The upshot is that Mendel observed the presence of chance in relation to which gene-pairs a seed would get. Because the number of pollen grains is large in comparison to the number of seeds, the selection of gene-pairs is essentially independent. Therefore, the second generation hybrid seeds are determined in a way similar to a series of draws from a data set, with replacement. Mendel’s interpretation of the hereditary chain was based on this sort of statistical evidence.

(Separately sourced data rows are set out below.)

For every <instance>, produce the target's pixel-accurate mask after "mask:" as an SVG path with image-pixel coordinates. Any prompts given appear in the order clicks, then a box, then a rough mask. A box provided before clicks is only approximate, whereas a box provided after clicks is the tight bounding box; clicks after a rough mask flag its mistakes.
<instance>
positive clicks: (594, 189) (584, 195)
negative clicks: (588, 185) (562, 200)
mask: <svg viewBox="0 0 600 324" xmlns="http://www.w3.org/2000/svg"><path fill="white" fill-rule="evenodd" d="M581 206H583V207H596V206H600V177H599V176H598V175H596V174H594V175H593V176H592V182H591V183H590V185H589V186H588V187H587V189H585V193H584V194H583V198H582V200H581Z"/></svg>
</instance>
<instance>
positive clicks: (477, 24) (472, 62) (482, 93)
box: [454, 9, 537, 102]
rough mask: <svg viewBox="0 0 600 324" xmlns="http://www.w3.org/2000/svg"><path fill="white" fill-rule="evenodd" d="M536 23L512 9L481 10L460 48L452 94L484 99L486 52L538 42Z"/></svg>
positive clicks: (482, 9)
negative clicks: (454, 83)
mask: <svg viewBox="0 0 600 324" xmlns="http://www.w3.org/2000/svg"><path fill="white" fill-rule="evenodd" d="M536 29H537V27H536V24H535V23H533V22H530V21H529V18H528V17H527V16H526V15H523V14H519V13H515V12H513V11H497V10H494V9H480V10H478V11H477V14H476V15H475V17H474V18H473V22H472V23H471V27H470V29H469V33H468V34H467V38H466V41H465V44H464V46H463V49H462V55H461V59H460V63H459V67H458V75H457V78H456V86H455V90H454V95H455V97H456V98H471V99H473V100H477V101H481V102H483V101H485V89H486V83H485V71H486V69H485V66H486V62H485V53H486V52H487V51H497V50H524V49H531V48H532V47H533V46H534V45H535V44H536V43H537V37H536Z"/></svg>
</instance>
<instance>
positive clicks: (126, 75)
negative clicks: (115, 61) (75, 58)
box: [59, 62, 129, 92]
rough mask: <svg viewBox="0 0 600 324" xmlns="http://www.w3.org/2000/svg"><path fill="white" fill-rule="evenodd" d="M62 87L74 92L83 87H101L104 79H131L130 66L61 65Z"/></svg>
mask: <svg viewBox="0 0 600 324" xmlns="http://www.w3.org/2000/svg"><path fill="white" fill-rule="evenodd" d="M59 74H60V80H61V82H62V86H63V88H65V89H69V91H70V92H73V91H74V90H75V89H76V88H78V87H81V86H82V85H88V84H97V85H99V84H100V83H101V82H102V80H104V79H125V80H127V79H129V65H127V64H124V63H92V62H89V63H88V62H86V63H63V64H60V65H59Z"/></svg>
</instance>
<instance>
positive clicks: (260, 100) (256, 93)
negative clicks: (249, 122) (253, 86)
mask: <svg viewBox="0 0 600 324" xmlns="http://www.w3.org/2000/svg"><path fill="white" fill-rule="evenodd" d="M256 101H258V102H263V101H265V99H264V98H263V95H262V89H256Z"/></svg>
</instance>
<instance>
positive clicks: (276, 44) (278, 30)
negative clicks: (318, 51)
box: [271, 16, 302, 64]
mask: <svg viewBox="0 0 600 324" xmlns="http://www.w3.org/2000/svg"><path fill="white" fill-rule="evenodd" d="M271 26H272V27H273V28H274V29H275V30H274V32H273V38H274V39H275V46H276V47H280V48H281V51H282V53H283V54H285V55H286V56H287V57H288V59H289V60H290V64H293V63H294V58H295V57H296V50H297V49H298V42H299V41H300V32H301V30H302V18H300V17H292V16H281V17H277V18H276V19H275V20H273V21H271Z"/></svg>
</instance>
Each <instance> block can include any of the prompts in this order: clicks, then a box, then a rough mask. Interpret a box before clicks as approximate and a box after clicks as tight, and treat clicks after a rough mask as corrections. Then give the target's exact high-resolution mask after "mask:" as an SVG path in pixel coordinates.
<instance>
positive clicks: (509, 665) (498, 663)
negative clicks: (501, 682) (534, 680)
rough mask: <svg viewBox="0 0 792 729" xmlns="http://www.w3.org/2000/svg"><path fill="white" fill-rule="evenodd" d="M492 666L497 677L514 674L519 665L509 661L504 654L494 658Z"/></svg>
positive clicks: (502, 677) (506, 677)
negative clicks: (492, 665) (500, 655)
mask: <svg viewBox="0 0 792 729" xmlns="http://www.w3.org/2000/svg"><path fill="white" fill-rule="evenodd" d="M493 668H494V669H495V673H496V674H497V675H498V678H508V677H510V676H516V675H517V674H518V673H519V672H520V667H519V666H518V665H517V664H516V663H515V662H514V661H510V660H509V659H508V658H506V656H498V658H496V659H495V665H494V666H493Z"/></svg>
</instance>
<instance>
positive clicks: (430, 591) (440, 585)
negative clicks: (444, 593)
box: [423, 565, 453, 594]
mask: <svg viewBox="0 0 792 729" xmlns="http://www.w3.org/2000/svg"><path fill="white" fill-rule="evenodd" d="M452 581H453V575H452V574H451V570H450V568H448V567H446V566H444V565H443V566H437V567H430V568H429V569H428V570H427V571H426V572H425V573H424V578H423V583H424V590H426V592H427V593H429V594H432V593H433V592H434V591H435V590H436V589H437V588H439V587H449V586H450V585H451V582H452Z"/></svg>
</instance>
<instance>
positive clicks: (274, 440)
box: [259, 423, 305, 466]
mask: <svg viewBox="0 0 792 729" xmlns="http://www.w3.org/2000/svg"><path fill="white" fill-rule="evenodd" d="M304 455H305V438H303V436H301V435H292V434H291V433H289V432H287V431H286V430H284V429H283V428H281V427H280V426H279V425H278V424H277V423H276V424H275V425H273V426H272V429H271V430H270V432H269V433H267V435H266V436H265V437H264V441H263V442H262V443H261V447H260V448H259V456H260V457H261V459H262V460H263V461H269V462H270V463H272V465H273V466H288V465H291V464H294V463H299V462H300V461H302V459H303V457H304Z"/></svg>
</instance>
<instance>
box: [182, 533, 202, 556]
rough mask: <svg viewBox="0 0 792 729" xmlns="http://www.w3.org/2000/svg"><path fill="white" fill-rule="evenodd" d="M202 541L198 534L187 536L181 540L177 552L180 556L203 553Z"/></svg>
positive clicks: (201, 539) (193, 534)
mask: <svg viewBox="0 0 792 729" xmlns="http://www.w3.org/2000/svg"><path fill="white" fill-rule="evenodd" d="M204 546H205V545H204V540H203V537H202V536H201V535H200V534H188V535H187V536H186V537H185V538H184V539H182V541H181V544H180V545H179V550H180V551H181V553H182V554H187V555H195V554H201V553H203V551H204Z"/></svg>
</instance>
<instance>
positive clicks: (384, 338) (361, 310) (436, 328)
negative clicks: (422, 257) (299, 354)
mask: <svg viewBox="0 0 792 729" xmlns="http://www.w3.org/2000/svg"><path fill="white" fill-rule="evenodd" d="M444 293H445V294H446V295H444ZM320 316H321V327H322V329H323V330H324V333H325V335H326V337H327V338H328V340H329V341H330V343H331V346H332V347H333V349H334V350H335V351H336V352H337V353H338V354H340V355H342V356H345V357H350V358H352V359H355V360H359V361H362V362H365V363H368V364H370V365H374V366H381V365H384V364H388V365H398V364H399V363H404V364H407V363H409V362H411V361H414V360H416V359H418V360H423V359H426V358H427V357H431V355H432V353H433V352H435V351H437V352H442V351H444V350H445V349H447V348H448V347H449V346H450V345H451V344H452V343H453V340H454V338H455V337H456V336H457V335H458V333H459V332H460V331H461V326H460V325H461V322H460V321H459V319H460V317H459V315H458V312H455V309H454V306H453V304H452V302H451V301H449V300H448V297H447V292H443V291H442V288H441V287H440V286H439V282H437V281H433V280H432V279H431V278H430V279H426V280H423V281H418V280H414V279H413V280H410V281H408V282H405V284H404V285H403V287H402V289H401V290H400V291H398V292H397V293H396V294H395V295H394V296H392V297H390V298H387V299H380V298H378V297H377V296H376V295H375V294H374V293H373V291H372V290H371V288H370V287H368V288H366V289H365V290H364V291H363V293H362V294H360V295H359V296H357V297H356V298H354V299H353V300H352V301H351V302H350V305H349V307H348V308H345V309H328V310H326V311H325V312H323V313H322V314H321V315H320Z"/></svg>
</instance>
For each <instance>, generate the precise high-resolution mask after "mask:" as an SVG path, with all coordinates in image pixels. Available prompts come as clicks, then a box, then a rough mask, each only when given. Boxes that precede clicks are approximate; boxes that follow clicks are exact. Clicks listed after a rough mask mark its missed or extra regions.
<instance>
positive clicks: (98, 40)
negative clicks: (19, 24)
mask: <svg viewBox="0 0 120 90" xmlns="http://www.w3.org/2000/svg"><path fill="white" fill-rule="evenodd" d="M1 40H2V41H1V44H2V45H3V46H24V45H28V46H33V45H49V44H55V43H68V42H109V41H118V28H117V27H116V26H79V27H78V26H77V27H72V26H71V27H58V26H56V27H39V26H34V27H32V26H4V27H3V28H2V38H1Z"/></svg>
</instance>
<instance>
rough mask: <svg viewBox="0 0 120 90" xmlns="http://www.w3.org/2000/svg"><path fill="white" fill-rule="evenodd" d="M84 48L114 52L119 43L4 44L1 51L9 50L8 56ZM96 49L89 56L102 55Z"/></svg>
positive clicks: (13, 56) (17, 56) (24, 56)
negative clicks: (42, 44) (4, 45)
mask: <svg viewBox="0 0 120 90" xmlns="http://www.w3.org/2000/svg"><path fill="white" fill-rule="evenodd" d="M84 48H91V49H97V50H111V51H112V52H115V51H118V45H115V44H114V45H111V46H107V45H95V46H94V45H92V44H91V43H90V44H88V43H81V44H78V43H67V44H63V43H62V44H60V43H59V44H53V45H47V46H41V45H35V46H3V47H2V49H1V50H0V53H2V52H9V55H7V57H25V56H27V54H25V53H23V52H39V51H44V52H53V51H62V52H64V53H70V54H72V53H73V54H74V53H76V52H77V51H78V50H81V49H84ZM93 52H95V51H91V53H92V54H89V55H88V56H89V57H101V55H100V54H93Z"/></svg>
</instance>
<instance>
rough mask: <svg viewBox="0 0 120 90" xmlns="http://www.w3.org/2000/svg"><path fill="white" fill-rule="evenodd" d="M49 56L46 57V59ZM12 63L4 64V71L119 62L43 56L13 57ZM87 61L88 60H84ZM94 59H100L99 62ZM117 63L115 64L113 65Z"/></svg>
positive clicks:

In 1936, the statistician R.A. Fisher used a chi-squared test to analyze Mendel’s data, and concluded that Mendel’s results with the predicted ratios were far too perfect; this indicated that adjustments (intentional or unconscious) had been made to the data to make the observations fit the hypothesis. However, later authors have claimed Fisher’s analysis was flawed, proposing various statistical and botanical explanations for Mendel’s numbers. It is also possible that Mendel’s results were “too good” merely because he reported the best subset of his data — Mendel mentioned in his paper that the data was from a subset of his experiments.

In summary, the field of genetics has become one of the most fulfilling arenas in which to apply statistical methods. Genetical theory has developed largely due to the use of chance models featuring randomized draws, such as pairs of chromosomes.